In addition, the gas in the arc chamber escapes to the gas expansion chamber, so that a type of convection heat dissipation is created, so that the rate of heat dissipation increases. Near the current zero, the thermal power generated by the current (in the arc) is close to zero.
If the heat dissipation to the outside is large enough, the temperature in the arc area can be reduced so that the arc loses its conductivity and is extinguished. An arc under hydrogen has a short thermal time constant, so conditions are favorable for quenching. Two other situations can occur under certain conditions: Thermal arc restart, reignition.
Thermal recovery occurs when the post-arcing current rises again and passes into the next half-cycle of the SCC, as the plasma of the arc heats up due to insufficient heat dissipation to make the conductance of the zone of the arc equal to zero. Reignition occurs when the braking voltage of the system causes the arc to form again (after the first interruption) and the current flow to continue. The design of the interrupting chambers is of the axial or radial ventilation type. Often a combination of the two is used in the minimal oil design, CB MVs.
The process of axial ventilation generates a lot of gas pressures and has high dielectric strength. This is mainly used for interrupting low currents. Radial ventilation is used for high power outages because the developed gas pressures are low and the dielectric strength is low.
The higher the current to be interrupted, the greater the gas pressure developed.

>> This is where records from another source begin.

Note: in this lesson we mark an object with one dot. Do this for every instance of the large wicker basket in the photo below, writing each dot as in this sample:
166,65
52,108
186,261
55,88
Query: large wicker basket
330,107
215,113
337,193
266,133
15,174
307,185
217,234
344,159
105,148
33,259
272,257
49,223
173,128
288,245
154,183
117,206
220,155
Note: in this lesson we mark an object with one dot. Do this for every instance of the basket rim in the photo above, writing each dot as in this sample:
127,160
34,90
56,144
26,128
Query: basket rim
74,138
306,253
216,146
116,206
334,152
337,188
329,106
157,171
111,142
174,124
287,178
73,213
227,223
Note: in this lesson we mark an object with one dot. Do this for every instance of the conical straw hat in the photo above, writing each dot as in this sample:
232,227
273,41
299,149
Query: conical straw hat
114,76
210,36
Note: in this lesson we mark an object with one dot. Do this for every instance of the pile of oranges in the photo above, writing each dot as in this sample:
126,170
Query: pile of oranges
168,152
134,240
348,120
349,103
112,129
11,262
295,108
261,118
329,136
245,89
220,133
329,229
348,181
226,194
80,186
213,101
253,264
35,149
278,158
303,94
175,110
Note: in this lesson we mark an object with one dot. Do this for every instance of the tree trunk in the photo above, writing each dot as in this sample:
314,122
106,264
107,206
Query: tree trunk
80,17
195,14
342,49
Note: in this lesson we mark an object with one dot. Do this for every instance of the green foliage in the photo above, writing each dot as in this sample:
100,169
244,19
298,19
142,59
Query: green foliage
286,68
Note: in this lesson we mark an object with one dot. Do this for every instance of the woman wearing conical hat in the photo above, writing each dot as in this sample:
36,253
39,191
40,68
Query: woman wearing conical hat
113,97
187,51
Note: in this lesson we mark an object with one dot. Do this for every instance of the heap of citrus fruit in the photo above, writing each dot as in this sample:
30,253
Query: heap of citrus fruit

Tests before commissioning and in-service checks of the protection system

Pre-commissioning tests should be carefully scheduled so that they take place in a logical and efficient order so that no equipment is disrupted again in subsequent tests. Tests before commissioning and in-service checks of the protection system (photo credit: projectech.com.au)
Before starting the tests, it is essential to ensure that the assembly of the article to be tested has been completed and verified.
The most important tests before commissioning and in-service checks of the protection system can be summarized as follows:
Analysis of wiring diagrams to confirm the polarity of connections, positive and negative rotation, etc.
A general inspection of the equipment, physically checking all connections, at the relay and panel terminations
Measurement of the insulation resistance of protective equipment
Inspection and secondary injection test of relays
Testing current transformers
Checking the operation of the protection system trip and alarm circuits
In addition, the list of all tests to be performed should be arranged in chronological order with all the precautions to be taken into account. Some of the more common tests are briefly described below.
Pre-commissioning tests
Insulation resistance measurement
Secondary injection tests
Current transformer tests
Primary injection test

Protection System
pre-commissioning-tests-protection-system
  1. Measurement of insulation resistance
    This test should be performed using a 1000V Insulation Resistance Meter. It is difficult to be precise as to the resistance value that should be obtained. The climate can influence the results – a wet day tends to give lower values, while on a dry day much higher values ​​can be obtained.
  2. Secondary injection tests
    These tests are intended to reproduce the operating conditions of each relay and are limited to the protection as such. It is therefore important to read and understand the instruction manual of the relay (application, operation, technical characteristics, installation, and maintenance). ).
    To perform these tests, it is necessary to electrically isolate the relay using test plugs or physically remove the relay from its housing.
    Although the relays should have been carefully tested by the manufacturer, it is necessary to carry out on-site checks after they are mounted on the panels to ensure that they have not been damaged in transit to the installation. The tests performed on relays depend largely on the type of relay.
    Secondary injection tests are mandatory to ensure that the protection relay equipment is operating within its predefined settings.
    Relay inputs and outputs must be disconnected before performing these tests. The test equipment provides the relay with current and voltage inputs corresponding to different faults and different operating situations. The starting values ​​are reached by gradually changing the amplitudes of these inputs while simultaneously measuring the operating time of the relay.
    Contacts and trigger targets should be monitored during these tests to ensure that the relay is operating according to the manufacturer’s specifications and the settings made.
    If the curves and characteristics of a relay are to be tested at many points or angles, it is convenient to use test equipment capable of performing a test automatically. Modern protective relay test equipment has the ability to perform automatic tests using software, for which the testing process is much faster and more accurate.
    In addition, the time during which the relay is out of service is minimized.
    This equipment is capable of providing current and voltage injection as well as phase shift when testing directional protection. It thus allows testing of a wide variety of relay types such as overcurrent, directional overcurrent, reverse power, remote, and under / overvoltage units.
    It is very important to record all test results, preferably on special forms for each type of relay.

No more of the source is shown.